Big Beef

A nutrition panel’s common-sense advice could spark Washington’s next major climate fight.


Vegetables are greener in more ways than one.

Photo by James Emmerman

Last week the nation’s top nutrition advisory panel unveiled 500-odd pages of advice for the federal agencies tasked with writing the nation’s dietary guidelines. Tucked among the usual recommendations—eat more fruit, vegetables, and whole grains; eat less fat, salt, and sugar—were a few small coffee- and egg-themed surprises and one giant green one. Americans, the panel said, should consider the environment when deciding what to eat and what not to.

If that sounds like common-sense advice, that’s because it is. Climate scientists and nutrition advocates have been saying it for years. But the simple recommendation may end up sparking Washington’s next knock-down, drag-out climate fight between Big Business and the Obama administration.

“Current evidence shows that the average U.S. diet has a larger environmental impact in terms of increased [greenhouse gas] emissions, land use, water use, and energy use,” reads the Dietary Guidelines Advisory Committee report. “This is because the current U.S. population intake of animal-based foods is higher and plant-based foods are lower.” The chapter goes on to conclude that Americans should eat a diet that “is higher in plant-based foods” and “lower in animal-based foods.” Translation: Eat less meat.

The climate case for such a suggestion has been well-covered by now, but a quick refresher: Livestock is responsible for 14.5 percent of the world’s human-caused emissions, nearly half of that coming from the resources needed to grow and ship the corn and soy that most of the animals eat, according to the U.N. Food and Agriculture Organization. A meat-eater’s typical diet, meanwhile, is responsible for almost twice as much global warming as your typical vegetarian’s and almost triple that of a vegan, according to a report published in the journal Climatic Change last summer. That Oxford University study suggested that cutting your meat intake in half could cut your carbon footprint by more than 35 percent. Beef is particularly damaging to the planet. According to the National Academy of Sciences, it results in five times more GHG emissions than pork or chicken, while requiring 28 times more land and 11 times more irrigation water.

So what’s the problem with telling Americans to eat a little less of it? Historically, that type of advice can’t so much as be whispered in the nation’s capital without being swiftly beaten back by the livestock industry’s considerable muscle. By now the president’s nutritional advisory panel has largely learned not to pick this fight. Or at least that’s what everyone assumed before they unveiled its latest report. “This is a dramatic departure,” Marion Nestle, a nutrition expert who served on the advisory panel in mid-’90s, told Politico about the latest crop of recommendations. “They’re just telling it like it is.”

The question now becomes whether the White House is willing to listen.

The departments of Agriculture and Health and Human Services don’t have to follow the panel’s advice when they finalize their updated nutritional guidelines later this year.

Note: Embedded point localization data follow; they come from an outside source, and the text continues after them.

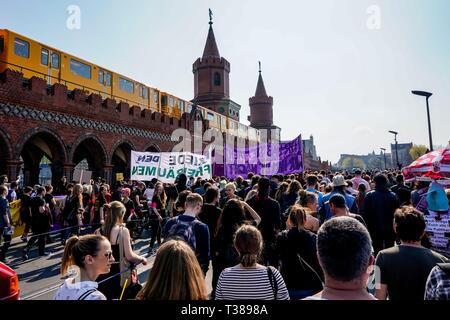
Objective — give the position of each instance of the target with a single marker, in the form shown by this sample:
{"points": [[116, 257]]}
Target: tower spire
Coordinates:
{"points": [[211, 49], [260, 88]]}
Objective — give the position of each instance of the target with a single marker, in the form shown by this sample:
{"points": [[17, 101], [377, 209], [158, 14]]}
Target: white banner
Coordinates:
{"points": [[166, 166]]}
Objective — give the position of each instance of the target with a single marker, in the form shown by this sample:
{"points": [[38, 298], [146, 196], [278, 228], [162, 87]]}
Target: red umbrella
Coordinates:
{"points": [[435, 165]]}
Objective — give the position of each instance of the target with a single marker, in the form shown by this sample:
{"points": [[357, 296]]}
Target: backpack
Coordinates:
{"points": [[184, 231]]}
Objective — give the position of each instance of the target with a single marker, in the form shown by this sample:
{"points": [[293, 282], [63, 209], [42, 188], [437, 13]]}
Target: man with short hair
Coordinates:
{"points": [[344, 250], [187, 225], [230, 189], [379, 208], [339, 209], [5, 223], [438, 283], [311, 183], [403, 270], [339, 184], [39, 223], [357, 180], [269, 211]]}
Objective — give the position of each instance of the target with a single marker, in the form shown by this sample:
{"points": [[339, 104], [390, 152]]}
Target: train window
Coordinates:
{"points": [[143, 92], [210, 116], [55, 60], [44, 57], [108, 79], [21, 48], [163, 100], [126, 85], [101, 77], [80, 69]]}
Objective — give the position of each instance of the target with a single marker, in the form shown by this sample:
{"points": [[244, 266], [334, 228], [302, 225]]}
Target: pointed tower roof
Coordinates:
{"points": [[260, 88], [211, 49]]}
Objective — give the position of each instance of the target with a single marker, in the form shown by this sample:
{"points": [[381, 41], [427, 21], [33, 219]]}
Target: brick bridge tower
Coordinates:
{"points": [[261, 109], [212, 79]]}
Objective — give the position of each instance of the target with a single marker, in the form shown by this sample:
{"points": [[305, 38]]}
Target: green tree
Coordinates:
{"points": [[417, 151], [351, 162]]}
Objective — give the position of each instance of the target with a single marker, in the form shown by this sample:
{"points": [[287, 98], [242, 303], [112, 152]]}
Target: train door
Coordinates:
{"points": [[51, 59], [105, 80]]}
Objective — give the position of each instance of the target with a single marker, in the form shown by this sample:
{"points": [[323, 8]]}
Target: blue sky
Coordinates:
{"points": [[330, 75]]}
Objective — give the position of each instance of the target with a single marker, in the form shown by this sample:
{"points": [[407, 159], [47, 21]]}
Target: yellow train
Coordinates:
{"points": [[33, 58]]}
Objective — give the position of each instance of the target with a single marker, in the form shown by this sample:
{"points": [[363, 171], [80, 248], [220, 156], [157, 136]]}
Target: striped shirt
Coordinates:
{"points": [[239, 283]]}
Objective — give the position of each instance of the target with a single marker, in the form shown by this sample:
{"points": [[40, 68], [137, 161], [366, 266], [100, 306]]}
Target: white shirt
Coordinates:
{"points": [[148, 193], [357, 181], [72, 290]]}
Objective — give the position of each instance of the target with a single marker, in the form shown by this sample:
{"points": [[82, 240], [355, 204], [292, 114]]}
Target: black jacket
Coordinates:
{"points": [[379, 208]]}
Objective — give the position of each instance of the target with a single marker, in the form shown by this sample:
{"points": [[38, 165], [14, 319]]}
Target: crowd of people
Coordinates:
{"points": [[314, 235]]}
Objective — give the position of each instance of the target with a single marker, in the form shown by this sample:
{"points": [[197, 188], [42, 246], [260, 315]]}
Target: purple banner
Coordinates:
{"points": [[261, 161]]}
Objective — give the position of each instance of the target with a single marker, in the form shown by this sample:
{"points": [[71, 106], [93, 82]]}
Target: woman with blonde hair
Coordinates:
{"points": [[176, 275], [92, 255], [118, 234], [250, 280], [309, 201], [157, 214]]}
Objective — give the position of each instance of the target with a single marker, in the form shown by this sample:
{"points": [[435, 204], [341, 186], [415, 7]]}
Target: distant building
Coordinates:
{"points": [[310, 159]]}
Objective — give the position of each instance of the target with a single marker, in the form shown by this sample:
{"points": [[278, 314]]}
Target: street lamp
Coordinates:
{"points": [[426, 95], [383, 151], [396, 148]]}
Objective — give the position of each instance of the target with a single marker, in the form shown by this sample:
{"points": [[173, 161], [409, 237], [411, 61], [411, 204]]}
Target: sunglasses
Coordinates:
{"points": [[108, 254]]}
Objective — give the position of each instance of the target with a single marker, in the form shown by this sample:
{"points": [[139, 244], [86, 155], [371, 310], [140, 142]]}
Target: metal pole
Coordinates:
{"points": [[429, 126], [396, 153]]}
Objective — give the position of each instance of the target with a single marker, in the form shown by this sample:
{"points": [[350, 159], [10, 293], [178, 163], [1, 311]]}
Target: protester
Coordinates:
{"points": [[118, 235], [357, 180], [339, 209], [311, 184], [309, 202], [25, 212], [93, 256], [339, 186], [225, 255], [379, 208], [40, 223], [402, 191], [230, 190], [157, 215], [175, 275], [360, 197], [289, 197], [250, 280], [403, 269], [345, 254], [269, 211], [5, 223], [72, 212], [296, 249], [210, 215], [438, 283]]}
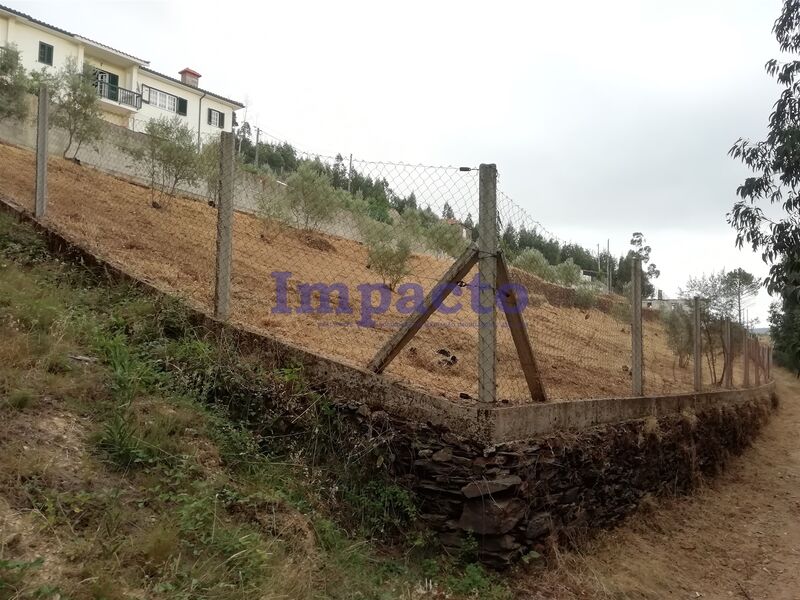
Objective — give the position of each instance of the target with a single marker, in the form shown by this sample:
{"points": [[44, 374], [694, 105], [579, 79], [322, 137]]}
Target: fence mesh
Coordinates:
{"points": [[334, 254]]}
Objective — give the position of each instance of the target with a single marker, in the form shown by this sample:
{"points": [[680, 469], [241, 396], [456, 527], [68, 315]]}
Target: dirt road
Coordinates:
{"points": [[737, 538]]}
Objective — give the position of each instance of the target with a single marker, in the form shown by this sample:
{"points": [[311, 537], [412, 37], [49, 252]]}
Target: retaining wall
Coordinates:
{"points": [[519, 478]]}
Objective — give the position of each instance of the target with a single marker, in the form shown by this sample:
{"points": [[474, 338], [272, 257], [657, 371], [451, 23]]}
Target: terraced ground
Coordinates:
{"points": [[581, 353]]}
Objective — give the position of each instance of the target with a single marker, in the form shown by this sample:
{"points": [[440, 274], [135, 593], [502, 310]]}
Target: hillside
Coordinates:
{"points": [[126, 472], [582, 353]]}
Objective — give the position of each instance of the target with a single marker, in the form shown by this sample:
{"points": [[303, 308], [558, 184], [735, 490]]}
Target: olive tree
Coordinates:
{"points": [[168, 156], [76, 105]]}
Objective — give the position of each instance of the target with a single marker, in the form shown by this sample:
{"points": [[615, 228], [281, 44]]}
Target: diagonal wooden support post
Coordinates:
{"points": [[457, 271], [519, 333]]}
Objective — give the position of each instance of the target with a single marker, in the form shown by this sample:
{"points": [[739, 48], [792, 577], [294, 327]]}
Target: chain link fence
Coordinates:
{"points": [[375, 264]]}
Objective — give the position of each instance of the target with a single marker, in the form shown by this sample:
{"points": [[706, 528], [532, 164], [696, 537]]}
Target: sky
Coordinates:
{"points": [[603, 118]]}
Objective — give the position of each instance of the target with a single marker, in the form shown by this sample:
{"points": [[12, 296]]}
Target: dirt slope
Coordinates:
{"points": [[582, 353], [738, 538]]}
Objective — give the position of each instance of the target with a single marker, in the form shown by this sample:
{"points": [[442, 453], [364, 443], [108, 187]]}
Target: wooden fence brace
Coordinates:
{"points": [[636, 328], [487, 266], [519, 333], [698, 346], [457, 271]]}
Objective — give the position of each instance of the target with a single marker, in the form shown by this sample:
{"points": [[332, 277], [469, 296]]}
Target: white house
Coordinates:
{"points": [[131, 93]]}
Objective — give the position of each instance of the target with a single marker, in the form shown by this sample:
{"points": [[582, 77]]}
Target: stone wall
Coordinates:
{"points": [[518, 497], [578, 465]]}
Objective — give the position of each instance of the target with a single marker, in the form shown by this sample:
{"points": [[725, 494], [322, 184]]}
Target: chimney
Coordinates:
{"points": [[190, 77]]}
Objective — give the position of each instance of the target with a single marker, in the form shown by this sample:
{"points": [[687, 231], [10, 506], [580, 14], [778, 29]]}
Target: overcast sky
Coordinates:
{"points": [[603, 118]]}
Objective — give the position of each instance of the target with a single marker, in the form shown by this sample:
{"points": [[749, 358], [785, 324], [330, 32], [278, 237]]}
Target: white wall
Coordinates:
{"points": [[26, 38], [194, 109]]}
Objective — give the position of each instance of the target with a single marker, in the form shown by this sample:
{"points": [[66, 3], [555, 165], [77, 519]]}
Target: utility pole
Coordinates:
{"points": [[350, 175]]}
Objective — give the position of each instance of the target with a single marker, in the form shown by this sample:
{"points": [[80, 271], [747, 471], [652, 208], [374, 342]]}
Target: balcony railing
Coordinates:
{"points": [[118, 94]]}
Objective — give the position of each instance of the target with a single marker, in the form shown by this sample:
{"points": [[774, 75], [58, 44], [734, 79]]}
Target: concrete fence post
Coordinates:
{"points": [[222, 280], [636, 329], [487, 268], [728, 354], [42, 123], [746, 358], [769, 363], [757, 356], [698, 346]]}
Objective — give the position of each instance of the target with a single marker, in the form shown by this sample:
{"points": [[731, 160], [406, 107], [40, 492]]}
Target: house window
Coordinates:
{"points": [[216, 118], [45, 53], [164, 100]]}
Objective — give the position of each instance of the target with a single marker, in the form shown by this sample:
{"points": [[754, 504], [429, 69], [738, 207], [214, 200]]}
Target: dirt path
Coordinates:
{"points": [[738, 538]]}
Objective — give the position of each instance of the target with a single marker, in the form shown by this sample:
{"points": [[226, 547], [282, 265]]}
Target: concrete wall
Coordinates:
{"points": [[521, 478]]}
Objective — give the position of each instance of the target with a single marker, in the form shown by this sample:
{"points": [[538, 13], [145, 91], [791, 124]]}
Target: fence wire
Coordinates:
{"points": [[334, 254]]}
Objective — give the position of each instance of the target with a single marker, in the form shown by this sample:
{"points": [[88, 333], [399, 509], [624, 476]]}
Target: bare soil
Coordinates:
{"points": [[738, 538], [581, 353]]}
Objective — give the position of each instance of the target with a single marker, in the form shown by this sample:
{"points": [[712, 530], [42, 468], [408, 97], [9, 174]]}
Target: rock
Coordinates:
{"points": [[484, 487], [539, 525], [443, 455], [498, 543], [491, 517]]}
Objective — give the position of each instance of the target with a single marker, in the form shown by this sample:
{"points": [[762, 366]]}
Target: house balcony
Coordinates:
{"points": [[117, 99]]}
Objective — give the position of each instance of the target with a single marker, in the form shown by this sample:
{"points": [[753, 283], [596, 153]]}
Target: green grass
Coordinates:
{"points": [[201, 470]]}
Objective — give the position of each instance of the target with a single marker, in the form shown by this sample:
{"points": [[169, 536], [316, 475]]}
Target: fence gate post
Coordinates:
{"points": [[487, 266], [40, 204], [728, 355], [698, 347], [222, 286], [636, 328]]}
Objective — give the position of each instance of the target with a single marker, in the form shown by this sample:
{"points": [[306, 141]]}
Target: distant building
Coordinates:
{"points": [[131, 92]]}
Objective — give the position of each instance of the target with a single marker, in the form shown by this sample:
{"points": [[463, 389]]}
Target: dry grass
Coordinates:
{"points": [[582, 353], [739, 537]]}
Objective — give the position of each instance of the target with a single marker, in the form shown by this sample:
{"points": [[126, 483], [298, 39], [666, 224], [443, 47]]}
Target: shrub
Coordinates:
{"points": [[168, 156], [680, 338], [13, 86], [585, 297], [533, 261], [311, 197], [568, 273], [390, 259]]}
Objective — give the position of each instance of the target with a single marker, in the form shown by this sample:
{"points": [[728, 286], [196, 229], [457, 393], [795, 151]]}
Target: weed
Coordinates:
{"points": [[13, 575], [20, 399], [120, 444], [381, 507]]}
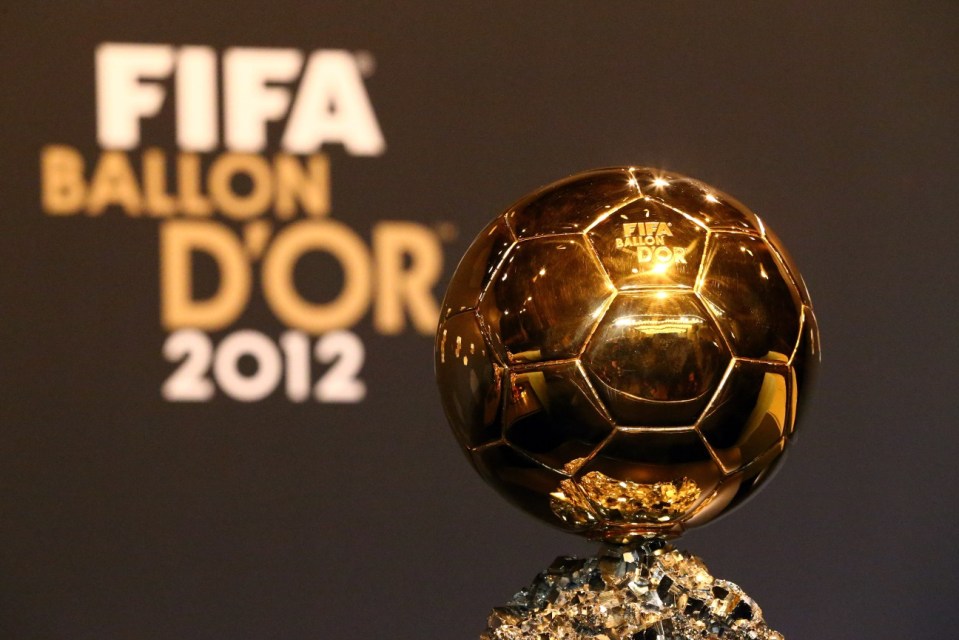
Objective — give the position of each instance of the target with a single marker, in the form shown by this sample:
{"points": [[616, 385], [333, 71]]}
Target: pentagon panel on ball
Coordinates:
{"points": [[622, 353]]}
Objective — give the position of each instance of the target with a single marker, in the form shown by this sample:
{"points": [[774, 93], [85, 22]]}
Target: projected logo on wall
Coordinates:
{"points": [[252, 213]]}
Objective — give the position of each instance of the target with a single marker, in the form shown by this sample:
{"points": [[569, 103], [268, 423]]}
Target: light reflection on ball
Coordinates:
{"points": [[622, 353]]}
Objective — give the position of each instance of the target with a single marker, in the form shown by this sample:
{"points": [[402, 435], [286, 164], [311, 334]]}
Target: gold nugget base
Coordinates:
{"points": [[645, 591]]}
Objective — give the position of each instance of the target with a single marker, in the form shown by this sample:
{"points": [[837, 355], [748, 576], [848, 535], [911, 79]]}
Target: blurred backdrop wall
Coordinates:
{"points": [[225, 229]]}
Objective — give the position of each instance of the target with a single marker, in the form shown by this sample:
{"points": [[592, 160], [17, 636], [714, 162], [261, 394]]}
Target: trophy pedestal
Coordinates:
{"points": [[644, 591]]}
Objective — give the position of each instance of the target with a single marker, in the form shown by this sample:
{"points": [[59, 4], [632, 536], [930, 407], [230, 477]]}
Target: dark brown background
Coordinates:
{"points": [[125, 517]]}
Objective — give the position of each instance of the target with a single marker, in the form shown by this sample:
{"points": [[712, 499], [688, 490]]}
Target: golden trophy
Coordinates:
{"points": [[623, 354]]}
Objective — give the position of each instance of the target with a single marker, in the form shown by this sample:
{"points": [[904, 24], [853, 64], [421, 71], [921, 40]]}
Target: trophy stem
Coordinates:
{"points": [[644, 590]]}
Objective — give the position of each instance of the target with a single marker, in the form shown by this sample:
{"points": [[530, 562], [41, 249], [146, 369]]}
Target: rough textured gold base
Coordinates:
{"points": [[645, 591]]}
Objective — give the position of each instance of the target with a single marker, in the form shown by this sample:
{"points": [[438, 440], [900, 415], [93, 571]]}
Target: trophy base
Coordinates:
{"points": [[644, 591]]}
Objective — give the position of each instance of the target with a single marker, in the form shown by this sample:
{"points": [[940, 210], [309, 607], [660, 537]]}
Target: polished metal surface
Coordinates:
{"points": [[624, 353]]}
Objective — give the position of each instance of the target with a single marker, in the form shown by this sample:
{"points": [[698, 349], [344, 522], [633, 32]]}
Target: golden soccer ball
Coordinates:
{"points": [[622, 353]]}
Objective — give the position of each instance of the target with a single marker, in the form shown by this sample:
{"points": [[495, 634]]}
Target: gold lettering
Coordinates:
{"points": [[192, 200], [178, 307], [231, 203], [158, 202], [114, 183], [62, 187], [279, 288], [311, 187]]}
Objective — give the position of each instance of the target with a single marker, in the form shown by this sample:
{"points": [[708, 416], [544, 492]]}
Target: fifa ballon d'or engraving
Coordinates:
{"points": [[623, 354]]}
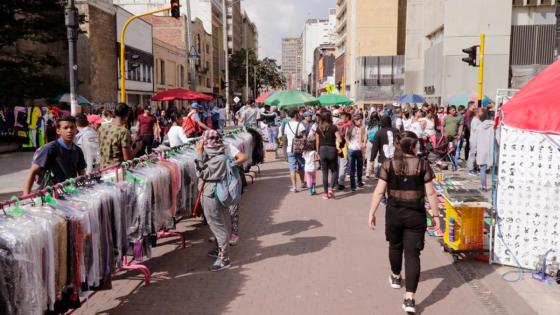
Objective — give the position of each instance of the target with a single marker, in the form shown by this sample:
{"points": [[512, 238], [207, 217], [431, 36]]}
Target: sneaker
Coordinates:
{"points": [[233, 239], [396, 282], [220, 264], [214, 253], [409, 305]]}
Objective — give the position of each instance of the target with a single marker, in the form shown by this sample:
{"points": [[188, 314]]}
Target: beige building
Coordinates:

While the agencies have traditionally hewed closely to the expert recommendations, the panel’s never gone toe-to-toe with the meat industry quite like this before, despite conversation about meat consumption dating back at least four decades.

If Obama does decide to press forward, it will open up yet another front in Washington’s climate wars—with Republicans denying the science while decrying what they see as the nanny state run wild. That’s not to suggest Obama shouldn’t press forward—as my colleague Alec MacGillis has explained, the president’s come to terms with the fact that if he wants to go at all on climate, he has to go it alone—just that doing so will take political capital.

As expected, Big Beef and its conservative allies in Congress have already launched a pre-emptive strike. The North American Meat Institute blasted the report as “flawed” and “nonsensical,” sentiments echoed by other industry groups. A spokesman for Rep. Robert Aderholt, the Alabama Republican who chairs the House Appropriations subcommittee that controls the Agriculture Department’s purse strings, likewise branded the report “politically motivated” and even threatened that the department could be subject to budget cuts if it follows the nutrition experts’ advice.

The panel knew that this would be the GOP reaction, and the fact that it wasn’t cowed (sorry) by Congress is remarkable in its own right. But if the green-themed advice ultimately makes it into the government’s final recommendations in its current incarnation, it’ll be an even bigger surprise. The industry has an excellent record of coming out on top when it feels as though its bottom line is on the chopping block (sorry again).

To get a sense of the power of the industry, consider how it has reacted to so-called Meatless Monday programs, voluntary initiatives that encourage people to go vegetarian for one day a week. In 2012 it took the industry only a matter of days to squash one such small-scale program in Capitol Hill cafeterias. The industry notched an even more convincing win the year before when the USDA published an interoffice newsletter that read, in part: “One simple way to reduce your environmental impact while dining at our cafeterias is to participate in the ‘Meatless Monday’ initiative.” Almost immediately after the industry voiced its anger, farm-state lawmakers scrambled to fall in line, vowing, in Iowa Sen. Chuck Grassley’s words, to “eat more meat on Monday to compensate for [this] stupid USDA recommendation.” Within 24 hours, the newsletter was taken offline, and the department issued a statement saying that it “does not endorse Meatless Monday.”

Americans aren’t obligated to follow the USDA’s nutrition guidelines, regardless of whether they come in the form of a plate or a pyramid. But they still represent an exponentially bigger fight than small-scale Meatless Monday initiatives. The federal guidelines shape the health narratives that influence the diets of millions of consumers and, more directly, dictate school lunch menus and what foods are eligible for food assistance programs.

Given the stakes for the industry, the president could choose to focus its climate change-fighting attention elsewhere. Then again, given the stakes for the environment, that’s probably why he shouldn’t.